Think about a classroom where someone drops something. The child with typical visual abilities can turn, look and determine what made the sound and determine that the sound is not a threat. The student with CVI hears the item drop and due to lack of visual location abilities or lack of distance abilities, does not turn, does not understand what made the sound and might remain in a state of stress wondering if this sound is a threat or not. We need to build this understanding of environmental sounds by labeling the sound, bringing the child closer to the sound, bringing the sound to them and allowing them to make the sound themselves for complete understanding. If someone drops a tray in the classroom, I make sure to bring a tray to the child and allow them to see it, feel it and push it off the tray to create the sound. Once understood, the sound will not create stress and allow the child to return to the learning. This approach provides the student with the same access to the visual, auditory, tactile, cognitive/language information enjoyed by their sighted peers.
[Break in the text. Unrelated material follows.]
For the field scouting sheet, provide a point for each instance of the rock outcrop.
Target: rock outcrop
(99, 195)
For functional academics, focus needs to consistently be on ways to create and foster the highest level of independence possible to live and work in the future. These are skills that should be worked on from birth! Think of the value of organizational skills for a child with limited visual abilities. Getting objects from a storage place and returning the item to that store place when completed builds independence and understanding of the student’s environment.

For communication the CVI assessment can help us determine whether we provide tactile sign language to the student with deafblindness or just visually presented sign. If the child is only using peripheral vision, they could never see and understand the small, distinct visual-only sign that requires central vision use. If a communication device is used, the CVI assessment provides information about the accessibility of pictures, the ability to recognize pictures, the number of items that can be seen and recognized at one time (complexity of array), and what size is needed (due to complexity not acuity!). For literacy and communication, the CVI assessment provides information about the unique need for color highlighting, spacing and print size (due to complexity not acuity!)

All students with visual impairments need the ECC considered and provided in their educational programming. Students with CVI have the same educational needs but with consideration that CVI is completely different from ocular impairments.